Children ages 2 and younger receive, on average, about 31/2 hours of help from teacher s and therapists a month, compared with about seven hours in 2004. Three- and 4-year-olds now get 19 hours of service a month, a decline from the previous average of 24 hours a month.

An effort is under way, launched at the request of state budget co-chairman Rep. Peter Buckley, D-Ashland, to update the way Oregon funds early special education services and to spend more money on it. The federal government mandates that Oregon serve children with disabilities from birth to age 5, but it pays only about 20 percent of the $70 million annual cost.

In the meantime, children are getting quality help from early intervention and early childhood special education programs within those budgetary restraints, Willis says.

Children younger than 3 primarily are served in their homes or day cares.

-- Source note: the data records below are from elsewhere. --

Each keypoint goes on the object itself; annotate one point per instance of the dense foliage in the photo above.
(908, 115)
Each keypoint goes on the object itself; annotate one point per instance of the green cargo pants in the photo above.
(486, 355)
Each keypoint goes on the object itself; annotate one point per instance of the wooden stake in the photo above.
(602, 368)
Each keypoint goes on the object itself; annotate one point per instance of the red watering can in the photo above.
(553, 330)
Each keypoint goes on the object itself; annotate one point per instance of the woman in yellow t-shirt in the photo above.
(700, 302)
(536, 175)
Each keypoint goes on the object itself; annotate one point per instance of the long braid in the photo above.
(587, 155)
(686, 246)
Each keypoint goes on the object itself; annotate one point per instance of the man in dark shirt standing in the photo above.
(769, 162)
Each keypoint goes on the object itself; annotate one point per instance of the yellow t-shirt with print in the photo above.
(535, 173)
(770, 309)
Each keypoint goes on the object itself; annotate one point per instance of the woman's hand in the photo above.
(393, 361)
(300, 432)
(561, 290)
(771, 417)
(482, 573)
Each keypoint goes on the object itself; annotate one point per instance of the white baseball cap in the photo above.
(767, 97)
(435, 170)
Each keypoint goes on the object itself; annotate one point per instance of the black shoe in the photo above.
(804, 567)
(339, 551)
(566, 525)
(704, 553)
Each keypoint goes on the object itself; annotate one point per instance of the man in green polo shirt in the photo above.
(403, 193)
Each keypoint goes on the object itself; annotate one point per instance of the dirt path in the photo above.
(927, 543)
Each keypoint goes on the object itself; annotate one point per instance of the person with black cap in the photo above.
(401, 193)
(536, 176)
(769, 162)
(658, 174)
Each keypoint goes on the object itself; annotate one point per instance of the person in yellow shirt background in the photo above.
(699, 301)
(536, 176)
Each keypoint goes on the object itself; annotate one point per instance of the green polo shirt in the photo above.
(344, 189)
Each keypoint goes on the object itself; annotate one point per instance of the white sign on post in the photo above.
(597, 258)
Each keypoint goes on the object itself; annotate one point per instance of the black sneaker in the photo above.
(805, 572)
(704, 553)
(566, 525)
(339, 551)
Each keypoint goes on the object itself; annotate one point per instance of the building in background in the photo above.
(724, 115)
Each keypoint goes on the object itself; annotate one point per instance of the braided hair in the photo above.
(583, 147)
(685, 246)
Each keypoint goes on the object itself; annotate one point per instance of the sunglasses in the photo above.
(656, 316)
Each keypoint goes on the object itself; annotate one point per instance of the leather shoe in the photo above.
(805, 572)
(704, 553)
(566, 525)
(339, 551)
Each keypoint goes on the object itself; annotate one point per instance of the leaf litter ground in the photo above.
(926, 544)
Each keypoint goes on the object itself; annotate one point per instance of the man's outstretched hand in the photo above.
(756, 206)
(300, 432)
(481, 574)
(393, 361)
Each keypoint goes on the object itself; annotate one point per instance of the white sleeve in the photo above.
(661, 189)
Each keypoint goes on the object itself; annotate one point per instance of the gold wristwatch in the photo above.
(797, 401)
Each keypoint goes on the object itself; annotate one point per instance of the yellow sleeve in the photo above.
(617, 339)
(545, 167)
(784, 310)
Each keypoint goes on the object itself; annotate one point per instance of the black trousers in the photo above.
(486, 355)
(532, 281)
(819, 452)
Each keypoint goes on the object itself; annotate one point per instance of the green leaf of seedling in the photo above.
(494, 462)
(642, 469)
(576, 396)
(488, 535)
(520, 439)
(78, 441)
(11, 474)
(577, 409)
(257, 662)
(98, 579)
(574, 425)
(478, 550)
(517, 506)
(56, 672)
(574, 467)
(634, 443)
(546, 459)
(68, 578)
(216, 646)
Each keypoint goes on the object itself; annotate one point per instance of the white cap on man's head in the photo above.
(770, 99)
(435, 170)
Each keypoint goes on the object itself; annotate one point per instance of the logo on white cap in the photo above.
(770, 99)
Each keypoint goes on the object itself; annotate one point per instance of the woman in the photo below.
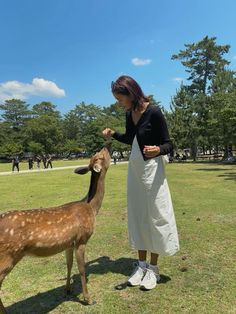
(151, 220)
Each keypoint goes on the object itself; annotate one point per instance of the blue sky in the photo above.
(69, 51)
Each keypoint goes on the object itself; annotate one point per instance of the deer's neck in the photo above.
(96, 190)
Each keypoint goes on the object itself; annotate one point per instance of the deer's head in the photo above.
(98, 163)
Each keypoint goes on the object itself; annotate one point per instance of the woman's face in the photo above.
(124, 100)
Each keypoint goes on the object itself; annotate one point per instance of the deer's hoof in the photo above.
(68, 291)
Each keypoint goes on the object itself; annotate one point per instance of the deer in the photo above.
(47, 231)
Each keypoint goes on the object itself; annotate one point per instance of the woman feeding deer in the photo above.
(151, 220)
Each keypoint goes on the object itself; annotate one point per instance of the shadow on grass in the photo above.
(45, 302)
(227, 175)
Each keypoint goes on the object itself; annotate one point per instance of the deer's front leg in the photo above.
(80, 252)
(69, 263)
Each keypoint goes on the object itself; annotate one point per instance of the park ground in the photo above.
(200, 278)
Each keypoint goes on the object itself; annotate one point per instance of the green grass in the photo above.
(204, 202)
(4, 167)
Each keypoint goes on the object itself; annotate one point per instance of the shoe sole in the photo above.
(131, 285)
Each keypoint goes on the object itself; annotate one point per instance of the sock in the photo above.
(142, 264)
(153, 268)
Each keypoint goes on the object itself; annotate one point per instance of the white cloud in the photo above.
(138, 61)
(178, 79)
(38, 87)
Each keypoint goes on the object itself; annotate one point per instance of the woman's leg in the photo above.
(142, 256)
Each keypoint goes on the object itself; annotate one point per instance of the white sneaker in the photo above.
(137, 276)
(150, 279)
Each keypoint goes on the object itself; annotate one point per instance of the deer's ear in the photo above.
(82, 170)
(97, 168)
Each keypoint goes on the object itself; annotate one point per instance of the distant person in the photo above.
(177, 156)
(31, 163)
(49, 161)
(15, 164)
(44, 160)
(38, 161)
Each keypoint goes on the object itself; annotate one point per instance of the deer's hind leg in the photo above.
(80, 255)
(69, 263)
(6, 265)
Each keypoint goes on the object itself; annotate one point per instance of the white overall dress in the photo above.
(151, 220)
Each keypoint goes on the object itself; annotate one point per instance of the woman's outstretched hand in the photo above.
(151, 151)
(107, 133)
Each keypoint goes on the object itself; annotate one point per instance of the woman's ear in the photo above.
(82, 170)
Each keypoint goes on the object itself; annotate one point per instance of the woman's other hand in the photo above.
(151, 151)
(107, 133)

A special education teacher, speech pathologist or other therapist concentrates on training the parents or day care teacher, modeling for them how to build the child’s language skills, motor skills and social skills.

Three- and 4-year-olds with disabilities are mainly served in preschool settings alongside other kids their age.

Assistance in action

On Wednesday at the Multnomah ESD’s Thompson Center, where it operates seven preschool classes for students with and without developmental delays, small children swarmed the playground, drew pictures, heard stories, ate snacks and practiced classroom routines.

In Luca’s class, teachers do the same thing they’ve taught his mom to do at home: They put things he loves out of reach or even out of sight, forcing the once-not-very-verbal 3-year-old to ask for them.

"Bubbles," he requests of speech pathologist Nancy Turner, who retrieves a jar of bubble soap she had set at the end of his table. "Blow," he says, then reacts with delight as she does, sending tiny bubbles flying all around him.